Unlike our sense of vision, much less is known about how sensory receptors contribute to the perception of smells. Color vision is generated by the cooperative action of three light-sensitive receptors found in sensory neurons in the eye. People with mutations in even one of these receptors experience color blindness.

“It is easy to understand how each of the three color receptors is important and maintained during evolution,” said Bozza, an author of the paper, “but the olfactory system is much more complex.”

In contrast to the three color receptors, humans have 380 olfactory receptor genes, while mice have more than 1,000. Common smells like the fragrance of coffee and perfumes typically activate many receptors.

“The general consensus in the field is that removing a single olfactory receptor gene would not have a significant effect on odor perception,” said Bozza, an assistant professor of neurobiology in the Weinberg College of Arts and Sciences.

Bozza and his colleagues tested this assumption by genetically removing a specific subset of olfactory receptors called trace amine-associated receptors, or TAARs, in mice. Mice have 15 TAARs. One is expressed in the brain and responds to amine neurotransmitters and common drugs of abuse such as amphetamine. The other 14 are found in the nose and have been coopted to detect odors.

Bozza’s group has shown that the TAARs are extremely sensitive to amines — a class of chemicals that is ubiquitous in biological systems and is enriched in decaying materials and rotting flesh. Mice and humans typically avoid amines since they have a strongly unpleasant, fishy quality.

Bozza’s team, including the paper’s lead authors, postdoctoral fellow Adam Dewan and graduate student Rodrigo Pacifico, generated mice that lack all 14 olfactory TAAR genes. These mice showed no aversion to amines. In a second experiment, the researchers removed only the TAAR4 gene. TAAR4 responds selectively to phenylethylamine (PEA), an amine that is concentrated in carnivore urine. They found that mice lacking TAAR4 fail to avoid PEA, or the smell of predator cat urine, but still avoid other amines.

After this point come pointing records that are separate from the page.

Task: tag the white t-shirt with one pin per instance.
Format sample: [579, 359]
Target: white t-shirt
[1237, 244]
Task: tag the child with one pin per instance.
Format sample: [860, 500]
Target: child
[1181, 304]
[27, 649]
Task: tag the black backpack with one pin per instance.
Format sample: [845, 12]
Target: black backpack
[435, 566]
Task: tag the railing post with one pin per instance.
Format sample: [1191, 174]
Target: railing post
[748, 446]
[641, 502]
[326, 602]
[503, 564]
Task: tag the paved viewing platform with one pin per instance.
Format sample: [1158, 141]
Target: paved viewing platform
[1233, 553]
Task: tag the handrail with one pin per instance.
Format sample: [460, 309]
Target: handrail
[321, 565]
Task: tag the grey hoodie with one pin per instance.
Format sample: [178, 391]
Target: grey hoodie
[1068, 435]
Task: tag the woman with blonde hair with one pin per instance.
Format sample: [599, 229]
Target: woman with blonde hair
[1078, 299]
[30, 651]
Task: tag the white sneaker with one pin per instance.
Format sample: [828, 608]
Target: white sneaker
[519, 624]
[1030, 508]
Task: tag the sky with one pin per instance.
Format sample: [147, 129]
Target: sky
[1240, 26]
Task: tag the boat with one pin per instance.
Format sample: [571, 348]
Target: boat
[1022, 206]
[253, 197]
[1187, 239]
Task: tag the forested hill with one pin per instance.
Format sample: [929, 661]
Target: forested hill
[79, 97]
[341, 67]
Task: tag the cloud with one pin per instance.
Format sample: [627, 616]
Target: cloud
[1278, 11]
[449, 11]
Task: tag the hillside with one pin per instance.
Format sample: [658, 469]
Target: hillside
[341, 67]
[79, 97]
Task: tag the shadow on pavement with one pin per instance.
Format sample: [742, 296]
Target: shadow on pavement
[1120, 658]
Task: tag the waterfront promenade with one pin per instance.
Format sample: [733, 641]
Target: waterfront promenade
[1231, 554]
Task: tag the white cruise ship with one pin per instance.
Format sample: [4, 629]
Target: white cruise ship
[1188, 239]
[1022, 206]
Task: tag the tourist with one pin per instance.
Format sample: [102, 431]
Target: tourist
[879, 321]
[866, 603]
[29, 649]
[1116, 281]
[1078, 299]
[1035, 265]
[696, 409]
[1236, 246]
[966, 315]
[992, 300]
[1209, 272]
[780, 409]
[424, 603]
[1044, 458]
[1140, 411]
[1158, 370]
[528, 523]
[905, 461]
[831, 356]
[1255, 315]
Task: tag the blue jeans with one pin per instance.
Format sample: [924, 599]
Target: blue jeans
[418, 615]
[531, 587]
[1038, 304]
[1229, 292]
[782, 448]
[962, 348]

“It is amazing to see such a selective effect,” Dewan said. “If you remove just one olfactory receptor in mice, you can affect behavior.”

The TAAR genes are found in all mammals studied so far, including humans. “The fact that TAARs are highly conserved means they are likely important for survival,” Bozza said.

One idea is that the TAARs may make animals very sensitive to the smell of amines. Humans may have TAAR genes to avoid rotting foods, which become enriched in amines during the decomposition process. In fact, the TAARs may relay information to a specific part of the brain that elicits innately aversive behavior in animals.

Bozza’s lab has recently shown that neurons in the nose that express the TAARs connect to with a specific region of the olfactory bulb — the part of the brain that first receives olfactory information. This suggests that the TAARs may elicit hardwired responses to amines in mice, and perhaps humans.

“We hope this work will reveal specific brain circuits that underlie instinctive behaviors in mammals,” Bozza said. “Doing so will help us understand how neural circuits contribute to behavior.”